Получив это долгожданное разрешение, в великом наслаждении скулит Шурка бездомной собачонкой:
— У — у–у… А — а–а… У — у–у…
Все его маленькое, непонятное для взрослых горе вложено в этот тоскливый вой.
Никогда, видно, не проглянет солнышко, не дождаться ясных, теплых денечков. И батя, видать, никогда не приедет из Питера. И голубей под гуменную плетюху* не заманить Шурке. И башмаков он не увидит, и сказку про Счастливую палочку не услышит… Разве не обидно?
Слезы дождевыми каплями бегут по щекам.
— У — у–у…
— Затянул… ровно по покойнику, — раздраженно говорит мать, высовываясь из кухни. — Разбуди у меня Ванюшку, дёру получишь.

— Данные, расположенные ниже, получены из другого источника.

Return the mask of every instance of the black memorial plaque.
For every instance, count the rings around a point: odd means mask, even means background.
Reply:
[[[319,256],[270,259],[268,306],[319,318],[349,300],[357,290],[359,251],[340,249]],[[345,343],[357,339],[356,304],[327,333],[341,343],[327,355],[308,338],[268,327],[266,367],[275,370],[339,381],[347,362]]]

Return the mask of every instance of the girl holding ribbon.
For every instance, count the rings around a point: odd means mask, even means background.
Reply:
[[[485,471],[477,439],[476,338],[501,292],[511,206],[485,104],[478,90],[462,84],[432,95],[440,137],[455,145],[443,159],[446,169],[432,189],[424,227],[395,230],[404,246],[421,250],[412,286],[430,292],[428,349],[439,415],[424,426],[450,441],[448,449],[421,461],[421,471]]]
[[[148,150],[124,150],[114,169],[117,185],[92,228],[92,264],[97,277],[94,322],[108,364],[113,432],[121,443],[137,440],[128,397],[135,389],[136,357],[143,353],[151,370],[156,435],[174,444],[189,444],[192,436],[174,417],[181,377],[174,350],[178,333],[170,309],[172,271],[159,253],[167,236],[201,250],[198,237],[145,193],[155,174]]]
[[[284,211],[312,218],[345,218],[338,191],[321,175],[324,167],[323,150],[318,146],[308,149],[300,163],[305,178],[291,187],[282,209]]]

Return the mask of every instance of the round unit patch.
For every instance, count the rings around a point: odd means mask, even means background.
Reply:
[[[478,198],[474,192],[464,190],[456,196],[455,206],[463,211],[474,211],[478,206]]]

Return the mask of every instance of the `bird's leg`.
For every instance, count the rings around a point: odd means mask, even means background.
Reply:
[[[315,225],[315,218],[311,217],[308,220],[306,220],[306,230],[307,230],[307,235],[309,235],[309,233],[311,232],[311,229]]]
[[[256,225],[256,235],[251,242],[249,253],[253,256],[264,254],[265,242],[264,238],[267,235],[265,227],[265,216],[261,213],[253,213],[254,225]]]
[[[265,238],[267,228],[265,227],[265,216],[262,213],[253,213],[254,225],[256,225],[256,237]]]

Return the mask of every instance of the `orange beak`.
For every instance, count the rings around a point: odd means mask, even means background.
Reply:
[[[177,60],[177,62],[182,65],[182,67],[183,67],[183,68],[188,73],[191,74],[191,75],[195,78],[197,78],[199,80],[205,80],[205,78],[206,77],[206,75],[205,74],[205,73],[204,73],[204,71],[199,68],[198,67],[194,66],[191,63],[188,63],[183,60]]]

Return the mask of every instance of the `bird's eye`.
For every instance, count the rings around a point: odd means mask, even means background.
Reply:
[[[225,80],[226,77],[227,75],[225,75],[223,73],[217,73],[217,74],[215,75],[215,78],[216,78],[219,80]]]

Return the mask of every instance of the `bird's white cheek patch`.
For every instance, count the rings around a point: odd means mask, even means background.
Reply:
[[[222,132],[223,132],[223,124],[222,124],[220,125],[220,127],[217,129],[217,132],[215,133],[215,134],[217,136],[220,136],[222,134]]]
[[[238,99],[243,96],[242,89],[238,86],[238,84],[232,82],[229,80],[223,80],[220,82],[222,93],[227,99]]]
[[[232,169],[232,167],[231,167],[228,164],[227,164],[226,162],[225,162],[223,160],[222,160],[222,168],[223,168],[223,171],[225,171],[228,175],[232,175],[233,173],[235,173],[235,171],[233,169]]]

Прядь русых волос сердито упала на ее круглую румяную щеку. Синим холодом стынут глаза. Ой, не миновать Шурке страшенной дёры!
Ну и пусть! Покорным движением он подставляет загорбок. Нарочно отодвигается от окна, чтобы удобнее было его бить. И мякнет голос у матери. Покосившись, Шурка видит, как тревожно взлетают густые темные брови, голубое тепло брызжет из?под них.
— Ну о чем ты воешь, дурашка? Хоть бы господа бога побоялся, коли матери родной не стыдно. Ведь не маленький, в школу осенью пойдешь… Ну чего ты?
Дёры не будет. Можно не отвечать.
Неподвижными заплаканными глазами уставился Шурка в окно. Низкие серые тучи мчатся по небу, как лохматые волки. Они задевают маковки лип, цепляются за ветви, точно собираясь прыгнуть на землю. Жутко Шурке… А ну как это и в самом деле волки, в избу величиной, с глазищами, что колеса, и с зубами, как у бороны? Такие волки мигом загрызут Шурку, как загрызли прошлым летом в Заполе Апраксеину корову.
— А — а!.. У — у–у! — тихонько воет Шурка, цепенея от страха.
С улицы на него надвигается темень — черное чудище, проглатывает дальние лужи, колодец, дорогу, подбирается к избе… А волчьи тучи все ниже, ниже. Серые когтистые лапищи гнут ветви липы, скользят по ее стволу… И вот — волки царапаются в окно.
Шурка рад бы зажмурить глаза, да не может. Рад бы закричать — голоса нет. Рад — радешенек бы с подоконника улепетнуть, да ноги не бегут. Совсем пропал Шурка. Мокрые оскаленные морды волков прикасаются к его лицу. Б — р–р! Изо всех сил обороняется Шурка.
На помощь! На помощь! Дайте Шурке в руки Счастливую палочку, он только подержится за нее — и сил наберется. Скорее, люди добрые!
Где там! Дремучий лес кругом, ни души не видать, и Счастливая палочка осталась дома, за сундуком. Один — одинешенек Шурка, а волки наседают с четырех сторон, зубами щелкают, когтями царапают, хвостами нетерпеливыми бьют… Совсем одолели серые Шурку. Прощай, Яшка Петух, погибает твой товарищ!..
Но вдруг чьи?то большие, сильные руки отнимают Шурку у волков. Руки бережно приподнимают его и несут по воздуху над полями, лесами, деревнями, несут далеко — далеко, в сказочное царство, где никогда не бывает ненастья и можно гулять без башмаков. Руки ласково гладят Шурку по стриженой голове, и знакомый голос (чей — он не может вспомнить) шепчет в самое ухо:
— Молочка похлебай, Санька… али водицы испей. Я тебе кусочек сахарцу где?то спрятала.
— Дай… — просит Шурка, не открывая глаз и судорожно всхлипывая. Сахарцу дай…
Невидимые добрые руки суют ему в рот сладкий огрызок. Шурка медленно сосет сахар, чувствуя озябшим телом живое, мягкое тепло. Еще раз — другой всхлипывает с тоненьким носовым свистом и крепко засыпает.